Complexity of spin configuration dynamics due to unitary evolution and periodic projective measurements.

We study the Hamiltonian dynamics of a many-body quantum system subjected to periodic projective measurements, which leads to probabilistic cellular automata dynamics. Given a sequence of measured values, we characterize their dynamics by performing a principal component analysis (PCA). The number of principal components required for an almost complete description of the system, which is a measure of complexity we refer to as PCA complexity, is studied as a function of the Hamiltonian parameters and measurement intervals.

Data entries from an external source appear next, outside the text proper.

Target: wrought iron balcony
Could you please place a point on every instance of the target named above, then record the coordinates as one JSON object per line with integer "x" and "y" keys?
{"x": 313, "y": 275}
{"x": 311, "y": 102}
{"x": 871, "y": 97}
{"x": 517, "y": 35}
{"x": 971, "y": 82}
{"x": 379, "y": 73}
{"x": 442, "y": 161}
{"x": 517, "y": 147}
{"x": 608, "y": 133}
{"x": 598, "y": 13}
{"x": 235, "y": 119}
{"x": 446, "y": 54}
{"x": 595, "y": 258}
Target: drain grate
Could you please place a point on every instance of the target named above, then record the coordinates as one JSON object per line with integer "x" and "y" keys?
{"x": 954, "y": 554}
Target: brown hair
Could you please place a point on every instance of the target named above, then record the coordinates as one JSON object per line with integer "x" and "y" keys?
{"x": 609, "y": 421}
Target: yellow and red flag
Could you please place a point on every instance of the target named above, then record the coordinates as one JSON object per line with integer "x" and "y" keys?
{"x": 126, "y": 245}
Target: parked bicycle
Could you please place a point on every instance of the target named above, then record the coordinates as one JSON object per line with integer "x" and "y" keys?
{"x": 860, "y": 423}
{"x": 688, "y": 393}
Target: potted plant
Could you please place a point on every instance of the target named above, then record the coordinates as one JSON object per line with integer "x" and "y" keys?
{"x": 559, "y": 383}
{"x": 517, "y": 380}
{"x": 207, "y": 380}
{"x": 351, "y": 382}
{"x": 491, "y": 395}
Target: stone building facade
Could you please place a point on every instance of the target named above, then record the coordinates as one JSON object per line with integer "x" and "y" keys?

We consider different Hamiltonians that describe interacting, noninteracting, integrable, and nonintegrable systems, including random local Hamiltonians and translational invariant random local Hamiltonians. In all these scenarios, we find that the PCA complexity grows rapidly in time before approaching a plateau. The dynamics of the PCA complexity can vary quantitatively and qualitatively as a function of the Hamiltonian parameters and measurement protocol. Importantly, the dynamics of PCA complexity present behavior that is considerably less sensitive to the specific system parameters for models which lack simple local dynamics, as is often the case in nonintegrable models. In particular, we point out a figure of merit that considers the local dynamics and the measurement direction to predict the sensitivity of the PCA complexity dynamics to the system parameters.